■ 東田上観音堂について
現在の観音堂は1996年(平成8年)に再建されたものである。四国縦貫道工事に伴い観音堂の敷地の一部が用地として買い上げられることになり、これを再建費用とした。しかし、観音堂の敷地は多くの人たちの共同所有であったため相続人たちからそれぞれの持分の土地売却金の寄付をお願いするということになった。かつての名義人の相続者の大半は田上地区の在住者であったが、すでに村を出て疎遠になっている人もいたり、世代が替わり相続人が更に細分化されているケースも多くあり、当初、僅か27名であった相続関係者はなんと278名にまで膨らんでいたのである。

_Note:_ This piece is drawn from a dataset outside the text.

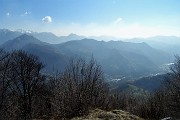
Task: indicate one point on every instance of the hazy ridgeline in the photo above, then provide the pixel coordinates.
(26, 92)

その膨大な相続手続きは全て公団が代行して行ってくれた。そして多くの人たちの協力により再建に至ったのである。
郷土史家、真鍋利夫さん執筆の(岩倉城址考1997年))によると、1267年(文永4年)に小笠原長房が岩倉城を築いた際に配置された六坊のひとつが観音坊(東の出城)であり、後の戦で消失。その後1626年(寛永3年)に真楽寺中興初代・快秀上人によって東田上観音堂が再興され、以後、現在に至るまでおよそ400年近く経つが、この間に補修、改修を繰り返しながら推定2回ほどは新築再建されているようだという。そして直近の1996年の再建がおそらく3度目になるわけである。
再建工事は1996年の夏に着工(棟梁は西田上地区の新田賢一さん)。同年10月14日に小雨の降りしきる中、上棟式が行われた。工事は年末には、ほぼ完了し、年明けには落慶法要が営まれた。